ARCHITECT: What are your goals for this new position?
Malecha: One goal is to continue that vital relationship between the school and its context, a city that’s in a major, vital transformation. [The NewSchool has] a model of education that allows us to change and transform our curriculum with the agility that most big public universities can only admire from afar. I want that vitality. Another goal is to build into the school's culture a responsiveness for new ways of doing things and new technologies. I see design thinking at the essence of an architectural education. We [as architects] begin [solving] problems not just when a client hands us a program, but [also when] we decide on whether the site or the investment is appropriate. Now, architects are getting involved not only with designing the building, but also helping to design the organization of the people who work in the building. They work on commissioning buildings, post-occupancy evaluations, accessibility, and energy audits. That culture change is, at the core, my highest priority.
How has architectural education as a whole
changed over the course of your career?
Now faculty members are expected to be practitioners and teachers who are accountable for their work. Students are coming into the program now with amazing credentials. I'm a college student of the late ’60s and early ’70s, the supposed cultural revolution, and I can tell you that was more a period of chaos than it was of clarity.
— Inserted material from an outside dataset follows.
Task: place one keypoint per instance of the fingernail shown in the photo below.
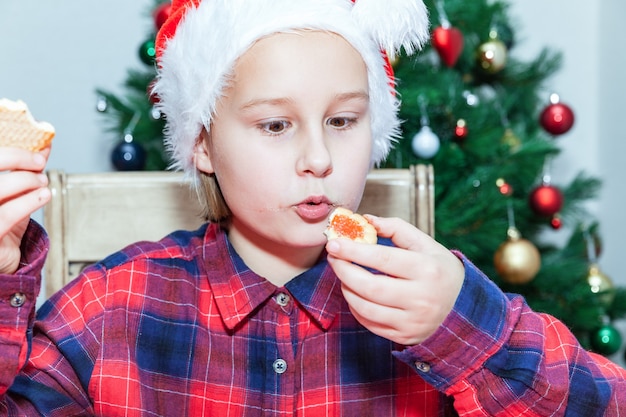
(44, 194)
(39, 159)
There is greater clarity today. These students want to be socially involved and the faculty is prepared to give them the tools to be socially involved. There is a greater [emphasis] on preparing people to enter a dynamic profession than there was before. That’s why the future of the profession is so exciting.
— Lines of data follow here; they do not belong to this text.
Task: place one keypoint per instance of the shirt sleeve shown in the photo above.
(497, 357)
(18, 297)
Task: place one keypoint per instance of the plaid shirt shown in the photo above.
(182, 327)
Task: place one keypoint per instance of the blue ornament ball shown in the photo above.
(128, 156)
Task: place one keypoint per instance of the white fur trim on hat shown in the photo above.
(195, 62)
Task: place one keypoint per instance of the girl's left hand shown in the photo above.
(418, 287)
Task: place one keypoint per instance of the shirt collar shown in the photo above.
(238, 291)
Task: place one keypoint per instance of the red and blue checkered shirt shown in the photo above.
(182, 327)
How has the shift in the diversity of
architecture students changed the way that the discipline is taught?
There are more women studying and the diversity of the population [is growing]. At a moment in time after 2008, architectural education was challenged in such a vital way as to whether it was relevant to the future or not. What we see now is an architectural education where faculty and students are acutely aware that there is no single way to practice architecture. … [Young people] are seeking different ways of practicing. Some are practicing with artists; others are practicing with social activists. We’re at an exciting moment in time. I think the model at NewSchool gives the freedom to be responsive to that kind of profession in a much more agile way. That’s frankly one of the reasons why I came to NewSchool. I'm not one of those people who will tell you that architecture is dead—I believe it’s more vital now than it ever has been. We just have to make our case, be strong, and make people understand how important designers are to the future of our culture.
What inspires your passion for
architecture and architectural education?
As architects and designers, we have such a special way of seeing the world. What we do is valuable to the rest of the world—we need to be aware of that as an architecture profession. When I was AIA National president, I saw this passion for the future of our culture, cities, and environment. We should promote that and be proud of that. The people who enter these professions want to make the world better and enhance people’s lives. It isn’t really architecture until people live and work in it. It’s not really architecture until those lives are improved somehow. That’s my fundamental commitment to what I'm doing.
Note: This interview has been edited for clarity and length.